Hoyer addressed the topic during a radio appearance on Monday morning with ESPN 1000. "That will probably be my greatest source of frustration from this era. I put my head on the pillow every night knowing we put our best foot forward," Hoyer said, per ESPN's Jesse Rogers. "The extensions we offered these guys will hold up exceptionally well against the open market.

"I don't know why guys didn't want to sign. I don't know why guys didn't want to even counteroffer, oftentimes. Every one of these guys would say they wanted to stay in Chicago, 'we wanted to be a Cub,' but then we would sit down and do negotiations, that wasn't how they acted."

Hoyer presented no material details on the Cubs' offers to those players. 

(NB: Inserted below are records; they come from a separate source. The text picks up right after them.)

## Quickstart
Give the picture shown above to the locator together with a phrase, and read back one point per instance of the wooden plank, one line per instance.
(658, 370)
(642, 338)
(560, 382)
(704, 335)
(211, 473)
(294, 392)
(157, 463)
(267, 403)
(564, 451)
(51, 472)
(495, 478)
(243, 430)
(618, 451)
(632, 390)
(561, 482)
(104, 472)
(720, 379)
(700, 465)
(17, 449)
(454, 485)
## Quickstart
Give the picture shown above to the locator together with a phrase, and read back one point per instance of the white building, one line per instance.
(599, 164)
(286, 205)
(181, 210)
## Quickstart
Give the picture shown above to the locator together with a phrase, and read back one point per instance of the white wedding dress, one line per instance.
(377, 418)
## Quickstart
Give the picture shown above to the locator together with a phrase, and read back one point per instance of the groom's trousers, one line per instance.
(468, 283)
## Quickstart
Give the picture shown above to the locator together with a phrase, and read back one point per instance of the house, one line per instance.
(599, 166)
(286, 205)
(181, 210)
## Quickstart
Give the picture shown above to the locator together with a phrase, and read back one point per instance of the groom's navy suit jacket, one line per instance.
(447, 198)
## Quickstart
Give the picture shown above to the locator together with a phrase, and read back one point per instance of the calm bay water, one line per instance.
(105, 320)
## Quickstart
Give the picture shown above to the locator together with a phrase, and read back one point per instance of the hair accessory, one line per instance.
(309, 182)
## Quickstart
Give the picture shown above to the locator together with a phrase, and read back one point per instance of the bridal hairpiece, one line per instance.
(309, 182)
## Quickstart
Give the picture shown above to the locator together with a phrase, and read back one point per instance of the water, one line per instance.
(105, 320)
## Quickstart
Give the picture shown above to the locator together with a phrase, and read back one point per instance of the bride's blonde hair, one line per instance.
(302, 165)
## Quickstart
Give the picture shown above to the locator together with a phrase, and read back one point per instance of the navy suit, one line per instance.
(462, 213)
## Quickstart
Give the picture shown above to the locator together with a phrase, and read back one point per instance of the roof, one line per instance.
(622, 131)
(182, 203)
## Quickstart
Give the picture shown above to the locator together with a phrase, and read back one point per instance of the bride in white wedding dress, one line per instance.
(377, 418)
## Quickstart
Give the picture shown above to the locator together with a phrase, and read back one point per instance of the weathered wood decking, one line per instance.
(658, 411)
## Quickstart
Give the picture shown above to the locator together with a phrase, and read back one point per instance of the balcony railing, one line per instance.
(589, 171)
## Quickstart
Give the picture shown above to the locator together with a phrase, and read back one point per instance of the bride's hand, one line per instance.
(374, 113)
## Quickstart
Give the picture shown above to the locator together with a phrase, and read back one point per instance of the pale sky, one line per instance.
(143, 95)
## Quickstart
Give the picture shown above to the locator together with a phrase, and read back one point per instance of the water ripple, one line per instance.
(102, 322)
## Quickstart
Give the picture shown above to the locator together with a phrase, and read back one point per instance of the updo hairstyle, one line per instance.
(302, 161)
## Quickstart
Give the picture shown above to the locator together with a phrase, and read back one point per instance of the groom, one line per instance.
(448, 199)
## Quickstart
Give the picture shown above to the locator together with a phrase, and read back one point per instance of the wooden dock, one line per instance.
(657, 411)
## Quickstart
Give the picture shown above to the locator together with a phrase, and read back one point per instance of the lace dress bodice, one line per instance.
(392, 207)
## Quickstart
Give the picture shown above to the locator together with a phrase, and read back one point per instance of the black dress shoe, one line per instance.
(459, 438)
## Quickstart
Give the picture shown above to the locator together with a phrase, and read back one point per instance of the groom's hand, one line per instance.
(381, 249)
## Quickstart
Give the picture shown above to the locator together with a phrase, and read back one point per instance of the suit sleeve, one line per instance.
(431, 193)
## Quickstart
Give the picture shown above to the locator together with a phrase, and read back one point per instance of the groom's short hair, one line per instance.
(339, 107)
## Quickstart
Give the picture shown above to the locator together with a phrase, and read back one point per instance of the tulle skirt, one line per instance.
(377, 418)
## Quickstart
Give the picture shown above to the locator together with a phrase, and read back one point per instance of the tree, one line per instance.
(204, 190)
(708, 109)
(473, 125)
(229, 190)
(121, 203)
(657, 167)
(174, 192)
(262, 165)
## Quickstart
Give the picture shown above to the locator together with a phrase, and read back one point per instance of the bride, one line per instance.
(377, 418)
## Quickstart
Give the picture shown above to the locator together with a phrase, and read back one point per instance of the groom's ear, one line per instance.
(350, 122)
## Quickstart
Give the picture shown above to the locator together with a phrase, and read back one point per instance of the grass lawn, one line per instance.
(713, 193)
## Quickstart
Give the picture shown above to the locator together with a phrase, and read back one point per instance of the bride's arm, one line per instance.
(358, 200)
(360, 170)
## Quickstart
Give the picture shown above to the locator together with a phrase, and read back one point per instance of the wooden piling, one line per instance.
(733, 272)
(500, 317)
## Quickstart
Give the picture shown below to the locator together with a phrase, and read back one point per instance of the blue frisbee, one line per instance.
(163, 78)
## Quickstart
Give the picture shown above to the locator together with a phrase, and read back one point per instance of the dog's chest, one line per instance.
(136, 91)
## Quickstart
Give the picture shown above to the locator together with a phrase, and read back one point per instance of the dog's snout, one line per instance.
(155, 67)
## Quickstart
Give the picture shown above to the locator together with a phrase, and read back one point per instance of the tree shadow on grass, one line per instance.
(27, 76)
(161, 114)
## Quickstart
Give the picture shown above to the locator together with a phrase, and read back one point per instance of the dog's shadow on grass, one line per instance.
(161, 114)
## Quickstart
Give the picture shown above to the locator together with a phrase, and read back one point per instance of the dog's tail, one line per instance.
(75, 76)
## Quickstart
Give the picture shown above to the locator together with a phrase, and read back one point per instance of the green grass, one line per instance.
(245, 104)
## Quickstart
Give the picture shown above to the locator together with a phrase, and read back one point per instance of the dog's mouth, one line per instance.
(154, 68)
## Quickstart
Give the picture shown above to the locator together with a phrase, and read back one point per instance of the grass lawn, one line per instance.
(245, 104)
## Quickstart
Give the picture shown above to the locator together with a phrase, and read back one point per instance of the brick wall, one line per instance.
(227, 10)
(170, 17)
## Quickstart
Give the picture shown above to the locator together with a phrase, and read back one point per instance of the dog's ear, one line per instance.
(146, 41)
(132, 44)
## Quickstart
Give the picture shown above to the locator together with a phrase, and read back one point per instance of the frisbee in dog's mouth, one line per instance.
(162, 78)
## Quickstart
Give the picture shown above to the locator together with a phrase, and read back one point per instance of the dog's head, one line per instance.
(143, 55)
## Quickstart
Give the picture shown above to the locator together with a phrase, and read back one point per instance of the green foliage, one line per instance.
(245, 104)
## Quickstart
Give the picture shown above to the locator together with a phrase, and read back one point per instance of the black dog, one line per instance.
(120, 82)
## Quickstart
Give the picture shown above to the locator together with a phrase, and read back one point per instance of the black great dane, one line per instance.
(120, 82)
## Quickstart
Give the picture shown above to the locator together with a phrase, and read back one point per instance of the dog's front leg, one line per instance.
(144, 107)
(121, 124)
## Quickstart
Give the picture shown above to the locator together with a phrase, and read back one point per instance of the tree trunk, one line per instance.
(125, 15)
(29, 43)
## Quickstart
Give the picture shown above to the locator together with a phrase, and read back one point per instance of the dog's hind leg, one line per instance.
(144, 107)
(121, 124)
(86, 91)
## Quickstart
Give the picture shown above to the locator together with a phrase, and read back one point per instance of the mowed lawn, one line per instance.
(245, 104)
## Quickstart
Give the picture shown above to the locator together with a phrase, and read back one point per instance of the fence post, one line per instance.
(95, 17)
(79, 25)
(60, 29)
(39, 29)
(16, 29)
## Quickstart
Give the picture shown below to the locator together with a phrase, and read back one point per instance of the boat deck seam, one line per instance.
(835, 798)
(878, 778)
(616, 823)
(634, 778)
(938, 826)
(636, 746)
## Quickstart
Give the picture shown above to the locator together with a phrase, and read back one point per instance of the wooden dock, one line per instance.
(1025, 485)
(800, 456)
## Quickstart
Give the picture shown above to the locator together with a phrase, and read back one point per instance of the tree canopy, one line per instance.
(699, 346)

A spring report indicated Chicago had presented Rizzo with a five-year extension worth $70 million -- or, a little over half of what Paul Goldschmidt received from the St. Louis Cardinals in 2019. Goldschmidt's contract made for a logical guidepost in Rizzo's negotiations because of their shared position and similar ages and production levels. There's enough fairway between the Cubs' reported offer and Goldschmidt's deal to envision Rizzo's next pact splitting the gap.

Without any additional information on what the Cubs offered to Rizzo, Bryant, or Báez, Hoyer's intent with his comments are as transparent as the carbon dioxide he expelled to utter them: it's not our fault, folks, the players are just greedy. Perhaps all three are and were seeking more than they will receive, but so what? That's how negotiations work, with teams offering less and both parties attempting to find a suitable compromise. The act of not issuing a counteroffer is, in a sense, a counteroffer itself; one that can lure the other party into raising their offer by more than they would if an actual counteroffer was presented. That's business.

Of course, there's a line of demarcation in baseball for what constitutes "smart business" and what doesn't, and that line is contingent on whether it's the player or the team that is acting within their collectively bargained rights. When Hoyer and the Cubs manipulated Bryant's service time, leaving him a day short of qualifying for free agency a winter earlier -- an act that was met with an unsuccessful grievance -- that was smart business. When the Cubs signed Rizzo to a long-team extension and never corrected the terms as he outperformed (to the extent that FanGraphs estimated he was worth $170 million more than he received), that was smart business. But when the players want their cut, be it by negotiating or by electing to hit the open market to improve their leverage, then it's no longer smart business; it's greed.

This has always been true in baseball, but Hoyer's comments are the latest reminder that nothing -- not playing well, not being a fan favorite, and not winning a championship to break the sport's longest running drought -- can protect a player from being called greedy the minute they're betrothed to a commitment to "smart business" decisions of their own.